Era entrata nella stanza esattamente al momento giusto, aveva pronunciato esattamente le parole che dovevano essere dette e si era rifiutata di lasciare che l’influenza distruttiva della suocera si insinuasse in ogni angolo della loro casa.
“Non sei arrabbiata con me perché sono stato così duro con mamma quel giorno, vero?” chiese Kirill una sera mentre lavavano i piatti insieme, spalla a spalla, proprio come avevano fatto nelle prime settimane dopo il trasloco.
“No,” rispose Katya, senza rimpianto nella voce. “Sono arrabbiata perché non le hai detto subito ‘no’. Ma sono contenta che alla fine tu l’abbia fatto.”
Kirill la abbracciò da dietro.
In quell’abbraccio c’era più calore di quanto ce ne fosse mai stato in tutti i mesi in cui avevano vissuto sotto lo stesso tetto della madre di lui—una donna che mascherava la sua invadenza da premura mentre in segreto tramava per distruggere il loro matrimonio.

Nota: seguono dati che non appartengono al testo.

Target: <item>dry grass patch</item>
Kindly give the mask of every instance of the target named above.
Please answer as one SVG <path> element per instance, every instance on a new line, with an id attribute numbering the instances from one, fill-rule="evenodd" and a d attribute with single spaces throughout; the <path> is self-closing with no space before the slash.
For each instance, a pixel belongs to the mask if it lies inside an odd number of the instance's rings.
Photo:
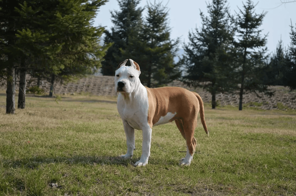
<path id="1" fill-rule="evenodd" d="M 196 153 L 181 167 L 185 141 L 174 123 L 154 127 L 144 167 L 142 133 L 132 158 L 116 99 L 90 95 L 28 96 L 5 114 L 0 93 L 0 195 L 296 195 L 295 114 L 207 107 Z"/>

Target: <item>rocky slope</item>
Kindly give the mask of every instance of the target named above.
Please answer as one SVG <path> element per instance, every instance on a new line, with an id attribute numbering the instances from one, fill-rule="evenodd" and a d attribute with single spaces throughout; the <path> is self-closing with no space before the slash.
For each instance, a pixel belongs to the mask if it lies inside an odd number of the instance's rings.
<path id="1" fill-rule="evenodd" d="M 33 81 L 29 85 L 36 85 Z M 204 102 L 210 103 L 211 95 L 208 92 L 201 88 L 194 89 L 184 86 L 181 82 L 176 81 L 169 86 L 181 86 L 195 91 L 202 98 Z M 43 81 L 41 87 L 46 94 L 49 93 L 50 85 L 49 83 Z M 284 86 L 271 86 L 269 87 L 275 91 L 274 96 L 270 97 L 262 93 L 247 93 L 244 95 L 243 103 L 248 107 L 255 107 L 266 110 L 279 109 L 286 110 L 288 108 L 296 109 L 296 91 L 290 91 Z M 1 88 L 5 89 L 2 86 Z M 90 76 L 83 78 L 66 84 L 56 83 L 54 86 L 54 93 L 57 94 L 78 94 L 85 92 L 97 95 L 115 96 L 114 77 L 110 76 Z M 218 104 L 221 106 L 231 105 L 238 105 L 239 96 L 236 94 L 220 94 L 216 95 Z"/>

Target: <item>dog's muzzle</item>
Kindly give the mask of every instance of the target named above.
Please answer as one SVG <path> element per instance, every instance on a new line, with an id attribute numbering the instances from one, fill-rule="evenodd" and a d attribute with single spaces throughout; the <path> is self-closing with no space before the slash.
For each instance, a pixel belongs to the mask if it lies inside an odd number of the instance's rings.
<path id="1" fill-rule="evenodd" d="M 125 83 L 123 82 L 119 81 L 117 83 L 117 91 L 124 91 L 123 88 Z"/>

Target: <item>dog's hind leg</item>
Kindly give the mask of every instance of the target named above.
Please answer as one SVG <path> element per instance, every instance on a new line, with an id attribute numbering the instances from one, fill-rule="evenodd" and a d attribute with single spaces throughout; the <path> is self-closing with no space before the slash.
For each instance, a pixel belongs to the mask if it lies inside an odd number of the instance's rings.
<path id="1" fill-rule="evenodd" d="M 184 139 L 186 139 L 185 136 L 185 132 L 184 131 L 184 128 L 183 128 L 182 120 L 181 119 L 176 120 L 175 120 L 175 122 L 176 123 L 177 127 L 179 129 L 179 130 L 180 131 L 180 133 L 183 136 L 183 137 L 184 138 Z"/>
<path id="2" fill-rule="evenodd" d="M 187 151 L 186 156 L 180 160 L 180 165 L 189 166 L 193 158 L 196 146 L 196 139 L 194 136 L 194 130 L 197 123 L 196 121 L 192 122 L 193 123 L 192 123 L 183 122 L 182 123 L 187 145 Z"/>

L’appartamento tornò ad essere di nuovo la loro casa.
Senza le regole di qualcun altro.
Senza colazioni indesiderate.
Senza conversazioni a bassa voce alle loro spalle, in cui qualcun altro decideva del loro futuro.
E sebbene il prezzo di quella pace fosse stato alto—un rapporto compromesso con la madre di Kirill e un rancore che forse non sarebbe mai svanito del tutto—Katya sapeva di aver fatto la cosa giusta.
Perché una casa deve restare un rifugio per chi la abita, grazie all’amore e alla fiducia, e non diventare il campo di battaglia dei calcoli di qualcun altro.